In comes wikipedia. Now I see, PCI-X operates the 3.3V. Past revisions of PCI operate at 5V, a new revision operates at 3.3V. The standard uses different physical ‘notches’ in the bottom of a PCI card to restrict you from inserting it into an incompatible slot. As you see in the figure below the bottom two slots are longer and have differently placed vertical ‘bars’. Those bars indicate what voltage is on that slot. A bar near the left (closer to the edge of the motherboard) indicates 3.3V. A bar near the right (as in the top slot) indicates 5V. The bottom two slots in this picture are PCI-X slots which are what I was using.

Top: PCI 5V slot, Bottom 2: PCI-X 3.3V slots

Now take a look at the PCI RAID controller again.

Syba SD-SATA2-2E2I

You can clearly see there are two ‘notches’ cut into the interface. These notches indicate that it can be inserted into a 3.3V slot or a 5V slot and the card will handle the difference. You can see that the card will also fit into either slot type in the picture above.

Back to the newegg user review.
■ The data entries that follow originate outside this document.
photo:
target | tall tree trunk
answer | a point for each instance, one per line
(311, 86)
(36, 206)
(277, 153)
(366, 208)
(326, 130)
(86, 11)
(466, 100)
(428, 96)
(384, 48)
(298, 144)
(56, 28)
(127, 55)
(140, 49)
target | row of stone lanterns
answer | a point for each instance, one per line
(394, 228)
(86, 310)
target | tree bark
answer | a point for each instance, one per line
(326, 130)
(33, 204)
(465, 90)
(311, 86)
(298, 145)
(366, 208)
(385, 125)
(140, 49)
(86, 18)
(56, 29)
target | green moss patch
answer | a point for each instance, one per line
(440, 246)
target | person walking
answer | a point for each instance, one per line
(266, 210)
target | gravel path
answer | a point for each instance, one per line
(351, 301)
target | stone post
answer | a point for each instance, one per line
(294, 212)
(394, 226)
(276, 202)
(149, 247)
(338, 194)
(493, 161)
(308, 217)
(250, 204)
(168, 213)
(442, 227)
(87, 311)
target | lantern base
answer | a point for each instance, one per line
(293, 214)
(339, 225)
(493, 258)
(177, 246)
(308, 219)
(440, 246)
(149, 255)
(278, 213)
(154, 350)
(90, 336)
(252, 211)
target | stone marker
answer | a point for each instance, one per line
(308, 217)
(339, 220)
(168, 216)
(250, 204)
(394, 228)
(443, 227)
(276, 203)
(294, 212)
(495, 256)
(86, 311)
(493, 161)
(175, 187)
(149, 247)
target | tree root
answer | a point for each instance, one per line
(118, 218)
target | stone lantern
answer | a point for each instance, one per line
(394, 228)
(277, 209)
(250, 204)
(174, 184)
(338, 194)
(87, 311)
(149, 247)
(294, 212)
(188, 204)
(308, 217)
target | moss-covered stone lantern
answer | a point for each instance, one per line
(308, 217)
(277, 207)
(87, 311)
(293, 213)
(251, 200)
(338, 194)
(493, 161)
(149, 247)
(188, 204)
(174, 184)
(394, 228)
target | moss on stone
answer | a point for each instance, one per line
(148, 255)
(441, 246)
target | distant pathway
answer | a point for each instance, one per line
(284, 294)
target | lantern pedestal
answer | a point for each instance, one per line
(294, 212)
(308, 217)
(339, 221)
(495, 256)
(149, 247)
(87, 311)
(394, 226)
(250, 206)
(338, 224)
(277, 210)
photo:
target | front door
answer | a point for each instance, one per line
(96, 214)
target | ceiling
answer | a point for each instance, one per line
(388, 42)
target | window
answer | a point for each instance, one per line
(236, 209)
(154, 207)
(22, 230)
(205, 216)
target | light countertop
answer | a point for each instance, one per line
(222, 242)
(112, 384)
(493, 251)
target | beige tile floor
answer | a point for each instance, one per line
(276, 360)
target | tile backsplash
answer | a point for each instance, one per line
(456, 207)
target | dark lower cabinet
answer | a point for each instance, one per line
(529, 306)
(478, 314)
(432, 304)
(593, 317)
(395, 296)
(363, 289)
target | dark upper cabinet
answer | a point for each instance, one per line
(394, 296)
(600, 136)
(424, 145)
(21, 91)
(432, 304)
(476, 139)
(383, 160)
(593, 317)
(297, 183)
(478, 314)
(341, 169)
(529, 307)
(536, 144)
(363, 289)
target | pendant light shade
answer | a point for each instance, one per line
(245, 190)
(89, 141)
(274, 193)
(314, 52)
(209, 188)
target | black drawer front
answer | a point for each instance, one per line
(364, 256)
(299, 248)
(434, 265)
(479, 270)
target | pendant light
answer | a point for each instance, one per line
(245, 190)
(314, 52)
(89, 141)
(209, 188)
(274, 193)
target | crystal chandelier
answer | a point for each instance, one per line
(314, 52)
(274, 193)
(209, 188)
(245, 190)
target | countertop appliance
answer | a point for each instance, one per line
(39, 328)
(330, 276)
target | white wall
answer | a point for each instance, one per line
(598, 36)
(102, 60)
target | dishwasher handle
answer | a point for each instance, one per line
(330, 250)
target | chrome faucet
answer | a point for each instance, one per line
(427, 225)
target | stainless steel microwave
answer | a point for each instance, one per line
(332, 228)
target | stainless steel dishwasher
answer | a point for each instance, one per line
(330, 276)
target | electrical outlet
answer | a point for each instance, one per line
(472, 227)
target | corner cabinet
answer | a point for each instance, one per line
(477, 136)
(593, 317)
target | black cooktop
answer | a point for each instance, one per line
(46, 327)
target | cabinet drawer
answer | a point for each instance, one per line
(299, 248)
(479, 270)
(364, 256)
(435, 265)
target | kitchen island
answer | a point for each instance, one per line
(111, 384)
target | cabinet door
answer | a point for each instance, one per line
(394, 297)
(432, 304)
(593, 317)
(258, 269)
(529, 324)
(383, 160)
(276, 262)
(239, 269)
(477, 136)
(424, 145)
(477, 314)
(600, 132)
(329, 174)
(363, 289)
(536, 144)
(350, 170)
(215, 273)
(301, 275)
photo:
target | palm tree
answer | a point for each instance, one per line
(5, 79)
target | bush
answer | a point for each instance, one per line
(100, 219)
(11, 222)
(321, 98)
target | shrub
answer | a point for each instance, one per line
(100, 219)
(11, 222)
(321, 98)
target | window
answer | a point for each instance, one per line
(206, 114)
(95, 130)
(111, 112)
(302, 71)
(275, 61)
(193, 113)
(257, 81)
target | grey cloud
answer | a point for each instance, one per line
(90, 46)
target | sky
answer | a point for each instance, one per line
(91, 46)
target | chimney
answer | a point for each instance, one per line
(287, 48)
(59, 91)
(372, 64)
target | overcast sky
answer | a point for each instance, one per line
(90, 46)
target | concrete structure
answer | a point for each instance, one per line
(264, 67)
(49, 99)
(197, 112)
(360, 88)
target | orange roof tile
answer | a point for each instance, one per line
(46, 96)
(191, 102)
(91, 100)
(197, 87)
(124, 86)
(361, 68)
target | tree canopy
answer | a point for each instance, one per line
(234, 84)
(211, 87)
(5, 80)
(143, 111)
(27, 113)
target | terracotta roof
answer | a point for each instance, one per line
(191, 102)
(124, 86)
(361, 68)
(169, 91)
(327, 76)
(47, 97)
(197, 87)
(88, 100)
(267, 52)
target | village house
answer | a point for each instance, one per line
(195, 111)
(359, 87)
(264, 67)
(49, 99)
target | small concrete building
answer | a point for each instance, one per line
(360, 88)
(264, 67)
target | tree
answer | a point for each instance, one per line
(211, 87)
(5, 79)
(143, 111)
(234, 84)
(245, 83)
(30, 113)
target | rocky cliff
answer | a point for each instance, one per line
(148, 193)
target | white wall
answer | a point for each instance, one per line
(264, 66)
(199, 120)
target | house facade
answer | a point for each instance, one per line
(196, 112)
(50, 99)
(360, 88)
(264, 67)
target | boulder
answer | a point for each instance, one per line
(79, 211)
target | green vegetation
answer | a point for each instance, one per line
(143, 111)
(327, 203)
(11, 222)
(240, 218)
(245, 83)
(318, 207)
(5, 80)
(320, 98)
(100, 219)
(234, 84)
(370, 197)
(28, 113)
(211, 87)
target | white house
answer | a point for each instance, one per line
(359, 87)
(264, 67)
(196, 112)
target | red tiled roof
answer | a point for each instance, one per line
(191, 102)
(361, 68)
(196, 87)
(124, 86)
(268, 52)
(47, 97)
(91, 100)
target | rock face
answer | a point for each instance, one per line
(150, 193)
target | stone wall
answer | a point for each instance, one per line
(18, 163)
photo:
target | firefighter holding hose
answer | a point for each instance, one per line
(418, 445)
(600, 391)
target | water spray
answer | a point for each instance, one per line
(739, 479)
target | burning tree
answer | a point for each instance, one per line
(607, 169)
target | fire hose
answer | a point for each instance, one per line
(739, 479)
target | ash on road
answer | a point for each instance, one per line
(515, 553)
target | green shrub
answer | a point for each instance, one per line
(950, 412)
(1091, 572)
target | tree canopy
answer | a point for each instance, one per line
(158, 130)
Is it true that the card can only work with 5V even though the card was made to fit into 3.3V slots? A quick email to the manufacturer reveals that the user is correct. The Syba SD-SATA2-2E2I, Silicon Image/SIL3124 card will only work in 5V PCI slots. What a bust! I wasted 3 days trying to make it work in a 3.3V slot. All because the manufacturer incorrectly made the card.

The fix was easy, I went back and put the card back into PCI slot 1. First boot and my hard drives were detected by Linux (CentOS 5.1 with Vanilla kernel 2.6.25)! Yay! Why didn’t this work a few days ago when I tried? I have no clue.

So now I have my Sil4726 enclosure working with my Sil3124 PCI card on Linux!